For its fiscal fourth quarter, Cisco posted $US11.7 billion in revenue, up 4.4 percent from the year-ago quarter's $US11.2 billion. Cisco reported $US1.9 billion in quarterly profit, up nearly 56 percent from fourth-quarter 2011's $US1.2 billion. Both numbers were just above analyst estimates.
The Asia Pacific was one of Cisco's best performing regions for the fourth quarter, up 9 percent along with Japan and China, while the US was up 7 percent and the EMEA region fell 5 percent.
Chambers said Cisco would continue to emphasise its core markets of switching, routing, wireless and security, and build up its other major priorities around collaboration, video, data centre and business architectures.
Market trends, such as customers transitioning from 1 gigabit to 10 gigabit throughput speeds in data networking, are in line with where Cisco is placing bets, Chambers said, and Cisco is also seeing growth in its security profile -- particularly high-end firewalls and its Identity Services Engine (ISE) -- and its Unified Computing System (UCS) data center play, among other specific areas benefiting from those market trends.
"We are not just catching, we are very often driving and leading these transitions," said Chambers, who described Cisco's market share in its key markets as "the best I can remember."
For the full year 2012, Cisco posted $US46.1 billion in revenue, up 7 percent over 2011, and $US8 billion in profit, up 24 percent. Cisco saw gains in all of its major product lines during the full year, including 3 percent in switching, 2 percent in routing, 3 percent in collaboration, 19 percent in wireless, 12 percent in security and 87 percent in data centre.
Discussion of Cisco's headcount has largely centered on the more than 13,000 employees it parted with over the past year, and the recent declaration that Cisco would cut an additional 1,300 people. But according to Cisco, it added another 1,400 in headcount during the fourth quarter -- more than half in emerging markets -- and will be ending the year with 66,639 employees.
Cisco shares jumped 9 percent to $18.93 following the announcement yesterday.
Partnerships and virtualisation
Cisco will also continue to emphasise its partnerships, and Chambers called out data centre, virtualisation and software partnerships with Citrix, Microsoft, EMC and NetApp among the highlights. VCE, Cisco's contentious joint venture with EMC for developing Vblock converged infrastructure, saw order growth of about 50 percent during the quarter and is having "very strong" traction, Chambers said.
During the earnings call, Cisco was asked several times about the emerging software-defined networking (SDN). Chambers argued Cisco has set the pace for virtualisation's role in the network.
"We saw virtualisation coming early," he said, citing Cisco's 2009 introduction of the Nexus 1000V switch. "Our view [of SDN] is that you're looking at multiple years out in terms of impact one way or the other."

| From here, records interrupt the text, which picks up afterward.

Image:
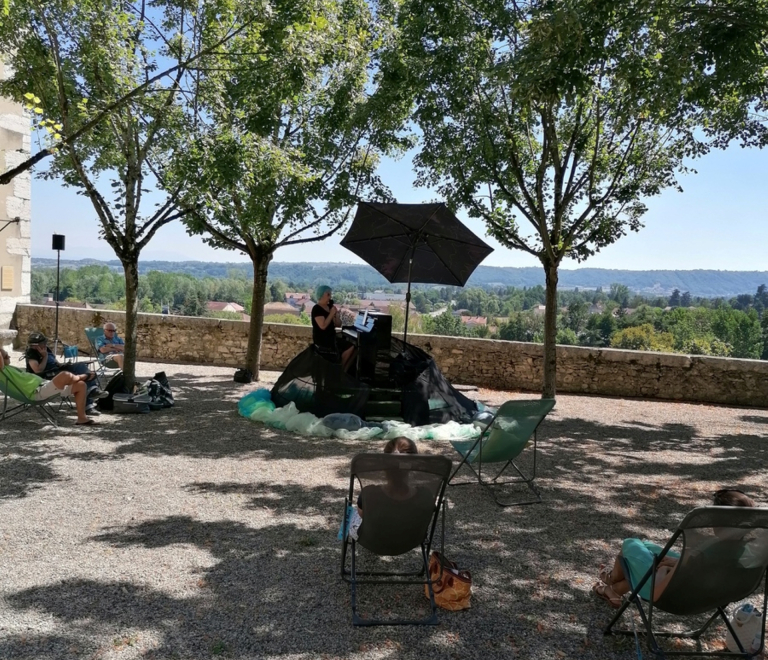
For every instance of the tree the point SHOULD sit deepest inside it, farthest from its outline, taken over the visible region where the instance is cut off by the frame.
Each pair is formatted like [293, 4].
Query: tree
[642, 338]
[285, 142]
[93, 65]
[277, 291]
[567, 115]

"We think the future is going to be hardware and software combined," added Chambers, who also proclaimed faith in Cisco's relationship with VMware despite VMware's potentially competitive $US1.2 billion acquisition of SDN player Nicira. "Our goal is to lead this evolution along with our partners."
Among other product highlights and lowlights during the quarter, Cisco saw an 8 percent decline in collaboration, which Chambers attributed to decreased spending on video telepresence largely in public sector and European markets. On the flipside, however, Cisco Jabber -- the company's platform for embedding UC functions onto various devices and operating systems -- has gained what Chambers called "significant traction," and has seen an increase of 55 percent in licensing volume.
Another major highlight for Cisco during its fiscal 2012 was its expanding services portfolio. Smart Services, around which Cisco launched a sweeping new partner program at this year's Cisco Partner Summit, grew orders 240 percent during the year.
For its fiscal first quarter 2013, Cisco projected revenue growth to be 2 percent to 4 percent, excluding any potential benefit from its recent $US5 billion acquisition of U.K. media software powerhouse NDS. Cisco CFO Frank Calderoni said that NDS is expected to be a $US200 million revenue contributor, and with NDS counted, Cisco will grow 4 to 6 percent year over year in Q1 FY 13.
Cisco noted continued improvements in the Americas and Asia Pacific, Japan and China segments, though kept to a grim forecast for Europe -- which "is going to get worse before it gets better," Chambers noted -- and the federal government.